As you see, the base class will automatically try to roll back the active transaction at the end of the test. You can certainly open multiple transactions and commit them just as long as you properly clean up the modifications after the test execution so your changes won’t collide with other tests.

Integration testing

tapestry-model-test contains a base class called AbstractContainerTest that is meant for container-based integration testing. The AbstractContainerTest starts up an embedded Jetty instance, runs your web application in place (i.e. picks up the templates from src/main/webapp) and uses the compiled classes in target/classes rather than building a war file) and initializes a HtmlUnit client for testing your page flow as if it was a real user. As a sample, Tynamo-archetype provides a working integration test that uses AbstractContainerTest.

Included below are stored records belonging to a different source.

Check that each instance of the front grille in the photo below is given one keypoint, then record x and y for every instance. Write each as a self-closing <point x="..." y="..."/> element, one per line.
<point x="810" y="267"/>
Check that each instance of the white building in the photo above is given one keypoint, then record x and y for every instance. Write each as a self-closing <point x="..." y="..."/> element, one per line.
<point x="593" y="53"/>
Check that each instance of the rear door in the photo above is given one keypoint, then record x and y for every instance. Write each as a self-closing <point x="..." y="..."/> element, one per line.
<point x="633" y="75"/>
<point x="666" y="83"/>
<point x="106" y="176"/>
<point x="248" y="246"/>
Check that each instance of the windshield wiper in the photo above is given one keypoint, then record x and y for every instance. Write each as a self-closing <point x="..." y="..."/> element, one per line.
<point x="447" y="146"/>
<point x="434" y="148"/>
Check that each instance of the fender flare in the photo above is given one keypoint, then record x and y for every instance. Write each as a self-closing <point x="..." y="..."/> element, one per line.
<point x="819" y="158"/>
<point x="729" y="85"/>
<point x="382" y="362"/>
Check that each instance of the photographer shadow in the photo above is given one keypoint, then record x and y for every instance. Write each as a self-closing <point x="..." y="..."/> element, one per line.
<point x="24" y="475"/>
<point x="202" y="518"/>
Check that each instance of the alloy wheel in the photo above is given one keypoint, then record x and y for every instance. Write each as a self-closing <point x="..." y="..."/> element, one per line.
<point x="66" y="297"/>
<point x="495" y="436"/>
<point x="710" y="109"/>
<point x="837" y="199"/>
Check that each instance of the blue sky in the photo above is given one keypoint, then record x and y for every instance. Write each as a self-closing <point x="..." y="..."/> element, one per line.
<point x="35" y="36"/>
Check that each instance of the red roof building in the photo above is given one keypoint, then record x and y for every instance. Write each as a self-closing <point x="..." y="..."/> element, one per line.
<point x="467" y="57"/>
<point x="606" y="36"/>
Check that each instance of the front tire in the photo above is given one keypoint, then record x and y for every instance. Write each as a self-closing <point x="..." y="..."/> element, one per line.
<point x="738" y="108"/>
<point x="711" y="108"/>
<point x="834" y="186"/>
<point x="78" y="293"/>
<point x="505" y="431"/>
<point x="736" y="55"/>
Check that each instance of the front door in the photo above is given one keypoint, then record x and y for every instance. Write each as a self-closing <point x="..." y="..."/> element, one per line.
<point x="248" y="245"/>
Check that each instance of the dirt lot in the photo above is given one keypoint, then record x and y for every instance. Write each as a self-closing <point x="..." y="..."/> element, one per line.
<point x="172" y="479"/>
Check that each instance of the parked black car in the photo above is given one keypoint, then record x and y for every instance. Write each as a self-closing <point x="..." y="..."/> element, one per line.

Tapestry also provides support for Selenium-based tests with tapestry-test module. Selenium uses real browser engines (Firefox, IE) so in theory it can better assert that your web site works for browsers your users use and Selenium tests can be recorded via browser plugin-ins. However, Selenium test automation is more complex to set up, they break more easily, they are harder to fix and they run longer than HtmlUnit/AbstractContainerTest-based tests since the latter is an all-java solution that runs everything in-process. If you are using standard building blocks rather than doing much of custom Javascript, typically HtmlUnit’s embedded browser is good enough for executing the whole page logic, including Javascript. In other words, if you break your page flow, you typically break it for all browsers (that at least try to follow some modern html standards), not just one, simulated or not. But this depends on your situation - it’s completely up to you what to use for your integration testing and you could certainly use a combination of both HtmlUnit and Selenium-based tests as well. Just remember that you want to go for “the biggest bang for buck” - in practice it’s impossible to test everything, so you want to have the simplest, fastest way of testing as many of the most likely scenarios as possible.